咲が転んだ原因。それは石でも段差でもなく“人”だった。

辺りに散らばる赤い液体が視界いっぱいに広がって、戦慄した咲は息を止めて動揺する。


「ひっ・・・!!」


血まみれの死体の存在に気付いた琥轍は、今にも悲鳴を上げそうな咲に後ろから手を回し口元を押さえ込んだ。

咲は突然抑え込まれたのを皮切りに身を捩って叫ぶ。


「んーーーーっ!!」


「俺だよ、静かに・・・。まだ近くに犯人がいるかもしれない。

ここを離れて、人を呼ぼう」


耳元で「静かにできるな?」と聞かれ、咲は震えながらこくこくと頷く。


「よし」


口元を解放されても、彼に手を引かれて立ちあがっても、初めて見た死体から目を反らすことができない咲。早く視界から消してしまいたいのに、恐怖と衝撃で身体が言うことを聞かない。

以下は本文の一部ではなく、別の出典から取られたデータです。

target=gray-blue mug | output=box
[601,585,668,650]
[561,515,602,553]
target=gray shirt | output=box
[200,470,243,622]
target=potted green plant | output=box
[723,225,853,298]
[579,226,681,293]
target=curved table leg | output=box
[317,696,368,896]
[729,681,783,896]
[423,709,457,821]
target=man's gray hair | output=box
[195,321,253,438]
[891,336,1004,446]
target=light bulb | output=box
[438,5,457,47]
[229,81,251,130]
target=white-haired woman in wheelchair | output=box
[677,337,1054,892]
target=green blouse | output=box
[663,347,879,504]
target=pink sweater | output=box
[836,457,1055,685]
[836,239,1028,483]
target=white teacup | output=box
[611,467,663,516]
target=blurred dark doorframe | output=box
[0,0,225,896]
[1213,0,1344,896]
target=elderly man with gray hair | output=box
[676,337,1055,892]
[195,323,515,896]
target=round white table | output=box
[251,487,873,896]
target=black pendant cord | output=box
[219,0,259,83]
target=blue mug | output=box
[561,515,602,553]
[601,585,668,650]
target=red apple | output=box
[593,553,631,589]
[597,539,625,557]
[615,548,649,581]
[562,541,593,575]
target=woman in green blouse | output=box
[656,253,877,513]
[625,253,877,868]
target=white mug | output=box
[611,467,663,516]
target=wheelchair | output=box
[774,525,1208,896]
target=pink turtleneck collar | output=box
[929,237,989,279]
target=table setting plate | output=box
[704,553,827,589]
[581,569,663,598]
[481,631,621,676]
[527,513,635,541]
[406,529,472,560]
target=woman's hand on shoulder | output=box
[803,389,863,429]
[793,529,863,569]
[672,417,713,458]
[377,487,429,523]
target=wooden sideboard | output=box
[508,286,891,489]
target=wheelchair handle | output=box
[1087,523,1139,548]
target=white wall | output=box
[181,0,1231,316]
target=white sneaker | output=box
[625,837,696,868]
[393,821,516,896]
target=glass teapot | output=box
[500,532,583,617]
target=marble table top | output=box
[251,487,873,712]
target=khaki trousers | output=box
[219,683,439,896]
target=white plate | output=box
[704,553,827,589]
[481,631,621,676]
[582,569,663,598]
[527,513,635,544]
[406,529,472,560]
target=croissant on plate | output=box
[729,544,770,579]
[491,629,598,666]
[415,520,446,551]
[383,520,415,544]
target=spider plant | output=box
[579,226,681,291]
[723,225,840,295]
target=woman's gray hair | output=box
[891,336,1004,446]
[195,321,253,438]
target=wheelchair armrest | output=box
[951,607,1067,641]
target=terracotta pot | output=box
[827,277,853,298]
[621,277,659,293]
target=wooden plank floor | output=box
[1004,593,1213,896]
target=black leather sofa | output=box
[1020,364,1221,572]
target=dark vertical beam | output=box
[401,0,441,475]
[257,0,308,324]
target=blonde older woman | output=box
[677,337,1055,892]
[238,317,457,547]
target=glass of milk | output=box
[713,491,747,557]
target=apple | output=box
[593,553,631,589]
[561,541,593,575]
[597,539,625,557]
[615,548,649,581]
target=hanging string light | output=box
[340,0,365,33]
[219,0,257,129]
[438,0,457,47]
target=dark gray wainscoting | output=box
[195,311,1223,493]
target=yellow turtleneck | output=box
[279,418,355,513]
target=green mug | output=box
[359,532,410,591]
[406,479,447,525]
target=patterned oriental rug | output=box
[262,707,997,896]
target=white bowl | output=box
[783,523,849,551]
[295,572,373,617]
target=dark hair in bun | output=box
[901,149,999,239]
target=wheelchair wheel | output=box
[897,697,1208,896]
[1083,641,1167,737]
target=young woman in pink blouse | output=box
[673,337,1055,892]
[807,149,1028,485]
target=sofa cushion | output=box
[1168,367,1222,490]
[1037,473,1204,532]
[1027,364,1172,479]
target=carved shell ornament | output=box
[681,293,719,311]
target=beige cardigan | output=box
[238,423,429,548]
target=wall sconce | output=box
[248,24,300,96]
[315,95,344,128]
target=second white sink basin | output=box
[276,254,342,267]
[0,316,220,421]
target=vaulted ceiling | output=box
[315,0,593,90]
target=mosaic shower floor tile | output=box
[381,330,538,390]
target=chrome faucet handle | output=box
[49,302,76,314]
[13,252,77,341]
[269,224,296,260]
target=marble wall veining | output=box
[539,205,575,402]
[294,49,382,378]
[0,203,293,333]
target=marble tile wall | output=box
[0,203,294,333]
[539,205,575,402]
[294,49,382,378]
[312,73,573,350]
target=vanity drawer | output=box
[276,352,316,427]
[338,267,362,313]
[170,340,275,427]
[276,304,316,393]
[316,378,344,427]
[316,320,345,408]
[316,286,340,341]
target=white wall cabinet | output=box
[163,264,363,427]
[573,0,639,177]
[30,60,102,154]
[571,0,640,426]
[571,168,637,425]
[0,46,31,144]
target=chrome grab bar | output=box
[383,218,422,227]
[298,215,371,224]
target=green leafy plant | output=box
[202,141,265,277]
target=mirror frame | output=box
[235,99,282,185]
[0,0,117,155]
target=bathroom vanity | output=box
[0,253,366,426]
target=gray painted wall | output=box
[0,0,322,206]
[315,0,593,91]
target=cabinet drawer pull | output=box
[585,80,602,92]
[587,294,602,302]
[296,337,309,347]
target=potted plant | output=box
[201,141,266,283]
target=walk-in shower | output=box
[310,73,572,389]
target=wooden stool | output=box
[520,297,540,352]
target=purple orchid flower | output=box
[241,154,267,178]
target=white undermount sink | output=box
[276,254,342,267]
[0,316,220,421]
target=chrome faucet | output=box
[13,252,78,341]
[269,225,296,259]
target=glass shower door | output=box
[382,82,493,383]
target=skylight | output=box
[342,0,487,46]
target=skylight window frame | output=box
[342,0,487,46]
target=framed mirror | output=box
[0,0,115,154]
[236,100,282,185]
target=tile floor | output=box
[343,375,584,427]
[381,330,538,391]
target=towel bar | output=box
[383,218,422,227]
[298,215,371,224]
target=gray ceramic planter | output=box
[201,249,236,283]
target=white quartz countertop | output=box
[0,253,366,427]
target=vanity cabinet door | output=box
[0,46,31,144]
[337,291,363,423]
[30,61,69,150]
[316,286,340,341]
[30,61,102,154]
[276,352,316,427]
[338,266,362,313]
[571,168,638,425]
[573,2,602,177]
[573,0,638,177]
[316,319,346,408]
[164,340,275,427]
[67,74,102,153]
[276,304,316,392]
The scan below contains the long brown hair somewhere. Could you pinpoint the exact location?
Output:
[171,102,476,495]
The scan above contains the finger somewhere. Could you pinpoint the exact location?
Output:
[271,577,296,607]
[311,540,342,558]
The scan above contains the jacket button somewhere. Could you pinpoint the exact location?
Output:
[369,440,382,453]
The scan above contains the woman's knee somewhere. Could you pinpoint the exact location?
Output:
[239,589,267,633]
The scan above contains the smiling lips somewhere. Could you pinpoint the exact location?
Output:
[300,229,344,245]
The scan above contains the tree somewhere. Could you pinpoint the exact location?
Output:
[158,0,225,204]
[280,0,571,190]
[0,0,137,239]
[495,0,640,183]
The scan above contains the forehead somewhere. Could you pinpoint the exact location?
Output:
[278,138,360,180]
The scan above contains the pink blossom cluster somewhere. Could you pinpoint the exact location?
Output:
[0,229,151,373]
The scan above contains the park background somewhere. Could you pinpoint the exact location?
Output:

琥轍は息もせずに呆然としている彼女の肩を引き寄せ、無理やり自分の方を向かせた。

咲の視界に銀色の髪が映り、彼女の詰めていた息がゆっくりと吐き出される。


「ほら、落ちついて。大丈夫」


彼の体温に、優しい声に、咲はじわりじわりと落ち着きを取り戻す。


「う・・・うん・・・」


咲の手はまだ激しく震えているが、歩き始めるとしっかりとした足取りで琥轍の後に続いた。